The federal government has allocated billions of dollars to expand broadband connectivity. Moving forward, some healthcare providers may take a more active role in advocating for the expansion of reliable broadband in rural areas to ensure telemedicine becomes an even more viable option for underserved communities.

As community leaders, healthcare providers and perfectly positioned to advocate for this expansion.

Increased use of analytics will help predict outcomes

Perhaps the most significant trend we’ll see in the next 12-18 months is the increased use of analytics to predict patient outcomes.

Incorporating analytics into enterprise resource planning (ERP) systems allows organizations to monitor and capture data better. That will help organizations gain more insight into where the shortfalls are and what we need to do to improve.

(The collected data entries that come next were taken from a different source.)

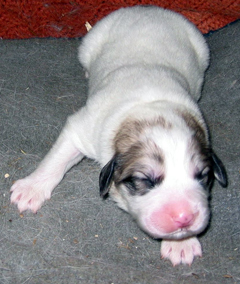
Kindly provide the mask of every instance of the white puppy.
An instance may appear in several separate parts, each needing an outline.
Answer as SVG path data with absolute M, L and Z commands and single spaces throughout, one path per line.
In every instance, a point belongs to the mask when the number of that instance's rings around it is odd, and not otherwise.
M 226 173 L 196 105 L 209 51 L 182 16 L 157 7 L 120 9 L 83 39 L 86 106 L 70 116 L 39 167 L 11 188 L 19 210 L 36 212 L 84 156 L 103 167 L 108 194 L 154 238 L 173 265 L 200 256 L 208 189 Z

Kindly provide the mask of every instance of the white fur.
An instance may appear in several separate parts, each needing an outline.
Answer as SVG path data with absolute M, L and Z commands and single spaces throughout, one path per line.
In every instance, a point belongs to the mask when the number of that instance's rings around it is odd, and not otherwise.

This insight improves strategic planning because organizations can look at those numbers for a more complete picture of what’s happening.

Smaller rural hospitals benefit from ERP systems to help them survive, but since the implementation of ERP systems, I see these hospitals using data more often to capture what’s happening with trends and growth in their marketplace. This technology helps organizations manage their financials and see the bigger picture of what’s happening and what is needed.

For example, I’ve seen this technology specifically benefit diabetic populations in rural areas. Recent trends show that the diabetic population is climbing in rural areas. Now healthcare providers can use technology to help decide whether they need to bring on board diabetic counseling or teach classes with a nutritionist.

Technology can be applied in the same manner to mental health. It helps inform organizations where their shortfalls are and where they can add or enhance services.

More conversation means more clarity.

Ideally, every small town in America would have a psychiatrist. Many rural hospitals are integrating these services into their practices, recognizing the need for psychiatric services. These expansions include adding geriatric psychiatry units to help older populations.

While the expansions are helpful and much-needed, they won’t change the situation overnight. It’s a process that takes a while to develop and hire and train the staff, and organizations still need a medical director and a psychiatrist to oversee it.

Everything won’t be solved with staff, but it certainly will make a good step.

Mental health often isn’t talked about in rural areas. Unfortunately, it still carries a stigma and all the technology in the world won’t change that.

Solving the mental health crisis in rural areas still comes down to people acting — no action is too small.

If there’s one change in the next 12-18 months, let’s hope there’s an increased awareness and openness to talking about mental health, especially in our rural communities.

We’ve already done the hardest part: bringing it to the forefront. Now, we just need to see it over the finish line.